Opinião | Curto-circuito de subsídios

Descontos ofertados pelo governo, e pagos pelos consumidores, têm estrangulado as contas públicas e ampliado as desigualdades

A CDE (Conta de Desenvolvimento de Energético) é o principal instrumento de política pública do setor elétrico brasileiro, representando aos consumidores residenciais mais de 13,5% da conta de energia.

Para entender melhor as razões de tamanha representatividade, é necessário destrinchar as respectivas rubricas. Em 2023, a CDE custou mais de R$ 40 bilhões aos brasileiros, considerando os seguintes valores acumulados, de acordo com levantamento da Aneel (Agência Nacional de Energia Elétrica).

Os montantes acima são capazes de assustar qualquer um.

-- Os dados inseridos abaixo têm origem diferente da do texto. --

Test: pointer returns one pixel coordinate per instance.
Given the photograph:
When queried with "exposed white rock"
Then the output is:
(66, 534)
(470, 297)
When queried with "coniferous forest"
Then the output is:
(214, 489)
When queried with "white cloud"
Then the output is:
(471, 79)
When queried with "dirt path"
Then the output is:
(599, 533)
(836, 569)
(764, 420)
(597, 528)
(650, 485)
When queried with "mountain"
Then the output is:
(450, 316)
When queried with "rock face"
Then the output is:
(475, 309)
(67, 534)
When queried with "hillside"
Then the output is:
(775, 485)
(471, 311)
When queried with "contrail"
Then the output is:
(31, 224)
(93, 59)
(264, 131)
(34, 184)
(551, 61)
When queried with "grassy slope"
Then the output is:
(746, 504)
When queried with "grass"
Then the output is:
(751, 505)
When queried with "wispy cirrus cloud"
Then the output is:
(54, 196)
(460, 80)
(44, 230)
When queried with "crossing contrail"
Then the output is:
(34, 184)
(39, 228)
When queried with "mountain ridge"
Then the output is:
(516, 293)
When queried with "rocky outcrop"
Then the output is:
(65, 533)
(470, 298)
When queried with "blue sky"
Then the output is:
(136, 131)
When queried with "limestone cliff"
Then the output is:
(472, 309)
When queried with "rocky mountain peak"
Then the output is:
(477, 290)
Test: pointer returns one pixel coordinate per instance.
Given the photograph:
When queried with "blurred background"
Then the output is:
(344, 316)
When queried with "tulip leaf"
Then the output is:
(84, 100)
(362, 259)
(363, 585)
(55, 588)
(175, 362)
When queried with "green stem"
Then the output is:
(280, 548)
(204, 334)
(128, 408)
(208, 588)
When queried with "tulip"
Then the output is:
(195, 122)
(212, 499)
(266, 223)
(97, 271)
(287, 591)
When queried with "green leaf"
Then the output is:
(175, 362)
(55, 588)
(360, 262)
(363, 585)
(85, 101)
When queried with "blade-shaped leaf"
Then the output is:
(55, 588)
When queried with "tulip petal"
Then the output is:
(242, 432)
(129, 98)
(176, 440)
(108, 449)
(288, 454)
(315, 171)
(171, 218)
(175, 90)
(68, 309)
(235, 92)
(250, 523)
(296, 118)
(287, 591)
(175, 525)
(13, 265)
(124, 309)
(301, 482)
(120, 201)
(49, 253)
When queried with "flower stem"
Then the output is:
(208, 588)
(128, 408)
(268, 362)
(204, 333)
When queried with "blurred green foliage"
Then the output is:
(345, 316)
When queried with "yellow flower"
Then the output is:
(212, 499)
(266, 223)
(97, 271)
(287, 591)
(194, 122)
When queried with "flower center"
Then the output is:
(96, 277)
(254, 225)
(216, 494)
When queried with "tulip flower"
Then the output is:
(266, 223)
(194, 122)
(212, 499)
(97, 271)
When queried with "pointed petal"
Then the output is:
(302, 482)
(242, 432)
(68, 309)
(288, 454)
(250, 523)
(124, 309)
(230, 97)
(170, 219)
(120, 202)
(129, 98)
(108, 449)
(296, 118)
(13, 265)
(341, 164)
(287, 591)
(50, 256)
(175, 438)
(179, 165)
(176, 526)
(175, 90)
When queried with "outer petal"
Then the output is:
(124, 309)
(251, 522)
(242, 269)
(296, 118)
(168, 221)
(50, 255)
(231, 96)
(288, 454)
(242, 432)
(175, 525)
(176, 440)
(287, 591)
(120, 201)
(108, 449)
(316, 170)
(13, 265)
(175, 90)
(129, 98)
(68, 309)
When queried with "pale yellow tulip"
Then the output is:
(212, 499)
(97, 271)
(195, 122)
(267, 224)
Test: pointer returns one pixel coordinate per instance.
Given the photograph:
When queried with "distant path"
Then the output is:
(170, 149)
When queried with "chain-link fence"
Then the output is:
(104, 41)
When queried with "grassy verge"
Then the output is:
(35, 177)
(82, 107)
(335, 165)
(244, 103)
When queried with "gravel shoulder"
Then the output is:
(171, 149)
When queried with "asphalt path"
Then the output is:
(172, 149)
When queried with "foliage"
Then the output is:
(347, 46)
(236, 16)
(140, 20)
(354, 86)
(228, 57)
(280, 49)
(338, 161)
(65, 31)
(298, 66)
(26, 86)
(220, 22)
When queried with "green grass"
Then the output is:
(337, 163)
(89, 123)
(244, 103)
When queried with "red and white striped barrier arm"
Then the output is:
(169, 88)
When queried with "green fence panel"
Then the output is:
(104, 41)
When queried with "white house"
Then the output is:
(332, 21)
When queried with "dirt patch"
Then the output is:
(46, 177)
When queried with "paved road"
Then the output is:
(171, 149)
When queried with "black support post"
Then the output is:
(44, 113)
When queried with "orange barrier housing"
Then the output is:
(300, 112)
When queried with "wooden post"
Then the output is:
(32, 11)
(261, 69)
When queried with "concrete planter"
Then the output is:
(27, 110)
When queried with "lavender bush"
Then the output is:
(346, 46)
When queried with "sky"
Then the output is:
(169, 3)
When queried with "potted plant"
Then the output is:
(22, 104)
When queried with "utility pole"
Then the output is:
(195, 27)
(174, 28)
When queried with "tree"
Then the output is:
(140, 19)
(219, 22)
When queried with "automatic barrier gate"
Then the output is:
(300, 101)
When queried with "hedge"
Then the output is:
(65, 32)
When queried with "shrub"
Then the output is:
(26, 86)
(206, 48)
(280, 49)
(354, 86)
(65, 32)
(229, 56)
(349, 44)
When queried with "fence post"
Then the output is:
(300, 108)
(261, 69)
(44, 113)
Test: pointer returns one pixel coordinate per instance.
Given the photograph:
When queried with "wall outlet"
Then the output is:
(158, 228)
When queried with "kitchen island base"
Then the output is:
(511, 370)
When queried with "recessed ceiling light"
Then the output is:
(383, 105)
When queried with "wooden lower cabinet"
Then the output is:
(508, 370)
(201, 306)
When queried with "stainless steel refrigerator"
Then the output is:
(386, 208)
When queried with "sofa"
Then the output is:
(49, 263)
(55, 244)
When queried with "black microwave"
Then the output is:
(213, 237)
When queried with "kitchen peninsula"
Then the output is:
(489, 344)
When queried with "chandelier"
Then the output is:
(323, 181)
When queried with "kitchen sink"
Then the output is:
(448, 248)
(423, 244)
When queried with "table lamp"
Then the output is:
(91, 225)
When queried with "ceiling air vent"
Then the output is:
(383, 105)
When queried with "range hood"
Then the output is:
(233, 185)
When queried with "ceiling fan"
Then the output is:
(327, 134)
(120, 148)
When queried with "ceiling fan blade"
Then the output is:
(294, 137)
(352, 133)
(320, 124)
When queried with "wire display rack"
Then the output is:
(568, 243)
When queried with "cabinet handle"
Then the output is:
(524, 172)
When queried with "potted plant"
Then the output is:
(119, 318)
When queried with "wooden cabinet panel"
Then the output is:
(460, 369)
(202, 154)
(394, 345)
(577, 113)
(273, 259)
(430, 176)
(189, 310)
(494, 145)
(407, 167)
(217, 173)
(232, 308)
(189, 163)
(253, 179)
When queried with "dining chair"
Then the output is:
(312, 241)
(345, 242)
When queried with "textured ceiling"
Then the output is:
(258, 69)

Portanto, é necessário explorar a função de cada subsídio contido na CDE, conforme disposto na lei 10.438 de 2002.

  • Conta de Consumo de Combustíveis – tem por objetivo reembolsar parcela do custo da geração de energia elétrica em sistemas isolados –aqueles que não estão conectados ao SIN (Sistema Interligado Nacional)– acima do custo médio da energia no Ambiente de Contratação Regulada do SIN (ACR médio);
  • Fonte incentivada – prover recursos para compensar descontos aplicados nas tarifas de uso dos sistemas elétricos de transmissão e distribuição, ou seja, no transporte de energia elétrica;
  • Geração distribuída – prover recursos para compensar perdas de receitas tarifárias de distribuidoras com unidades consumidoras participantes do SCEE (Sistema de Compensação de Energia Elétrica);
  • Tarifa Social – a modicidade da TSEE (Tarifa Social de Energia Elétrica) aplicada aos consumidores de baixa renda;
  • Universalização do acesso – promover a universalização do serviço de energia elétrica em todo o território nacional;
  • Carvão e óleo combustível – promover a competitividade da energia produzida a partir da fonte carvão mineral nacional nas áreas atendidas pelos sistemas interligados, destinando-se à cobertura do custo de combustível de empreendimentos termelétricos;
  • Irrigação e agricultura – compensar benefícios tarifários concedidos aos usuários de irrigação e aquicultura em horário especial;
  • Distribuidora de pequeno porte – prover recursos para atendimento da subvenção econômica, destinada à modicidade tarifária relativa a consumidores atendidos por concessionárias do serviço público de distribuição de energia elétrica com mercado próprio anual inferior a 500 GWh (quinhentos gigawatts-hora);
  • Rural – compensar o impacto tarifário da reduzida densidade de carga do mercado de cooperativas de eletrificação rural, concessionárias ou permissionárias; e
  • Água, esgoto e saneamento – compensar benefícios tarifários concedidos ao serviço público de água, esgoto e saneamento.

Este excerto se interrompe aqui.